Alternatively, does anyone know if this is something that can be fixed by an independent garage rather than a main dealer who charge a stupid hourly rate to do the work?

We got the Turbo replaced under warranty when the vehicle was a year old, so this is the second major engine component that's failed - can't see us buying another Nissan after this - makes Jaguars look reliable!!!!!!!!!!

Thanks for the help.....


----------



## Sulphur man (Sep 6, 2005)

Must be a job for a diesel specialist?

Have you written to Nissan UK? Choose your words carefully and you might get lucky...

Edit: By the way, what happened? Is it total failure?


----------



## uk_owner (Jul 3, 2006)

Hi ryankeyworth

I had a fuel pump fail on my 2004 dCi after 28,000 miles, it was still under warranty at the time and was replaced.
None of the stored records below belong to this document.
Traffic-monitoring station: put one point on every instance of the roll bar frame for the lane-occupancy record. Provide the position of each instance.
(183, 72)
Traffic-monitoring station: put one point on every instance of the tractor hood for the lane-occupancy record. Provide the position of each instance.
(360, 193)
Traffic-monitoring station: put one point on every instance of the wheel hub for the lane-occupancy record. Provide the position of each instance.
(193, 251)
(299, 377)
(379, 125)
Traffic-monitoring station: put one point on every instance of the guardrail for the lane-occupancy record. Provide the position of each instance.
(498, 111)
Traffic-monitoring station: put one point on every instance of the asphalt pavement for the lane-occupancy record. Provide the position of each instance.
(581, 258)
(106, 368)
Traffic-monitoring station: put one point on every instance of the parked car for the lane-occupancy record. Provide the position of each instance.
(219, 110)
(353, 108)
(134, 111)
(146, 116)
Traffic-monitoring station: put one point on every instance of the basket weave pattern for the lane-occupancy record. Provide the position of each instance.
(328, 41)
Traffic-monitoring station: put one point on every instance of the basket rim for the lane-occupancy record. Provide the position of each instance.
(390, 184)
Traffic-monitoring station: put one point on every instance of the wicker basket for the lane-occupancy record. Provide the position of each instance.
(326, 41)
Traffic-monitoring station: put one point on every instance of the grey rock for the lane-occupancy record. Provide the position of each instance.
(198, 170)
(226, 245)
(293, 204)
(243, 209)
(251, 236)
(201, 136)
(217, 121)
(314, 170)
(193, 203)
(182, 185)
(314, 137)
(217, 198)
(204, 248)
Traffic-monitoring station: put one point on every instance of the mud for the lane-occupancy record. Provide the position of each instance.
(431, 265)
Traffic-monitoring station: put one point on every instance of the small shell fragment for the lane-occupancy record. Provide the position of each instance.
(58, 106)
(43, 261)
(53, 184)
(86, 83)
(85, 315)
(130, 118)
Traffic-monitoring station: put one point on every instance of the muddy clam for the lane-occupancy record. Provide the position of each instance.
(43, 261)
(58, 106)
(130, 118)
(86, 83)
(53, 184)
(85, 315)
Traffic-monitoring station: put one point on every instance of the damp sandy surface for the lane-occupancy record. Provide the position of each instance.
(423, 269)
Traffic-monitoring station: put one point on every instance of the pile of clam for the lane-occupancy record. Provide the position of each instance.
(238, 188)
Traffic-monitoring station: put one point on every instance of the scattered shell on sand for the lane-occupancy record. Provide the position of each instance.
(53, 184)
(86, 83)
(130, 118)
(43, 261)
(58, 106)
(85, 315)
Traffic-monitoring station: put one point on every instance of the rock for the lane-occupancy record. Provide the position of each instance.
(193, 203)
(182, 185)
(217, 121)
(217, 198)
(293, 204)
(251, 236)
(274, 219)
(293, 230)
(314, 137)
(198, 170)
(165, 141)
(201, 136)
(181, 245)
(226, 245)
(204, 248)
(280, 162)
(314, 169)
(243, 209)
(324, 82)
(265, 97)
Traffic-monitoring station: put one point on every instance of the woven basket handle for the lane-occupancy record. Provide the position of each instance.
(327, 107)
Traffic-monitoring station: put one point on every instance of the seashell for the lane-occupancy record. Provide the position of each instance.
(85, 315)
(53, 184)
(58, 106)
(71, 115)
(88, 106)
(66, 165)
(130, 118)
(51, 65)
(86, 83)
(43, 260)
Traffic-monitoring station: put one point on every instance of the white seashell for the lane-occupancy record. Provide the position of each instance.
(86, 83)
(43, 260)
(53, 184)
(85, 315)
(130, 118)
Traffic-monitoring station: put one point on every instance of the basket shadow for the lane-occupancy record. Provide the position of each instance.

It takes Nissan at least a week to do this job because they take the old one off, send it away for testing by a diesel specialist, then when it has failed the test they order a new one.

I have heard on the wind that the replacement pumps have been 're-worked' in some way but I don't know the details.


----------



## trifon (Jan 12, 2008)

Hello,

Ask Nissan for taking a part of the bill.

The general rule is the fuel pump(injection) should last 200000Km(figure to be checked with your own consumer associations).

The part of the bill should be prorata temporis the milage left to the expense of Nissan.

Good luck.

Cheers


----------



## trifon (Jan 12, 2008)

Of coarse "temporis" sould be understood as "mlilage"


----------